I remember hearing buzz about this book. I can also remember picking it up at the BandN on the UES and reading the beginning without being completely subsumed. Almost a year later I took the bite and devoured the book in one day. I think Haigh is a masterful storyteller. She leads the reader to make easy inferences without hitting them over the head with clues. There is a great deal of foreshadowing in the story. And the fact that it begins and ends in the same place reminded me of Irving's A Widow for One Year.
In some ways the family at the center of this novel is maddening. They don't talk to each other enough, they don't reveal how they are really feeling, they refuse to treat each of the children's conditions.
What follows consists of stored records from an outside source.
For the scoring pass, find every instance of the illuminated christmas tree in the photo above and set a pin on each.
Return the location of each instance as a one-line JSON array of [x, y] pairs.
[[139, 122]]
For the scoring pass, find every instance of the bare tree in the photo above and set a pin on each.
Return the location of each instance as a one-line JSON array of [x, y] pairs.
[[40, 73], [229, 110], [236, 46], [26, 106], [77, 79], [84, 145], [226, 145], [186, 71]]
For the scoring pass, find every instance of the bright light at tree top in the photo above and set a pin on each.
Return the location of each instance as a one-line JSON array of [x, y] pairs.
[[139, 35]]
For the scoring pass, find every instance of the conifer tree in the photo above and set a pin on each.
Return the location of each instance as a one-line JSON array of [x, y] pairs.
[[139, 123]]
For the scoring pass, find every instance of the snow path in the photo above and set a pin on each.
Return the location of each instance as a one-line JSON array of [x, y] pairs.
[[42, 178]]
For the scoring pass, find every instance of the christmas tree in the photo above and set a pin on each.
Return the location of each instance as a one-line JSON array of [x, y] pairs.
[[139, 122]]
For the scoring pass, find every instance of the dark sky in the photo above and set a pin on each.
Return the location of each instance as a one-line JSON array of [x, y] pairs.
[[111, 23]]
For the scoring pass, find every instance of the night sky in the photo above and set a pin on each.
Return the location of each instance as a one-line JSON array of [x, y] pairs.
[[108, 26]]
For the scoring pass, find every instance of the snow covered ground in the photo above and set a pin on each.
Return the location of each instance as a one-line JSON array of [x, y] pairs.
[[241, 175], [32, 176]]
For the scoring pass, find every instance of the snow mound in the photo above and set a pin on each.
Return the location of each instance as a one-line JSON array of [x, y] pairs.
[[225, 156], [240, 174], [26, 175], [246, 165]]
The book is set up to have you believe that the condition refers to Paulette and Frank's daughter's diagnosis with Turner syndrome. But each of their children has their own condition. Billy, the first born, a Princeton and Columbia educated surgeon, and his parent's clear favorite, refuses to reveal the truth about his sexuality. Scott, the youngest, who barely knew his parents as a couple, flunks out of college, spends much of his life medicated on marijuana, marries a woman suddenly and stands by her for eleven years (fathering two rambunctious children) and only realizes in adulthood, that he, like his son, has ADHD. Paulette and Frank have conditions as well. Paulette loves only in one way. She refuses to discuss her daughter's illness with anyone, and infantilizes her. Frank, a hard-working scientist and professor at MIT, is unable to really be a father to his children or a husband to his wife. Their marriage crumbles, as does their family.
I am someone who loves stories that are inherently about families so this may explain my enjoyment of the book. But I also genuinely enjoyed Haigh's writing style.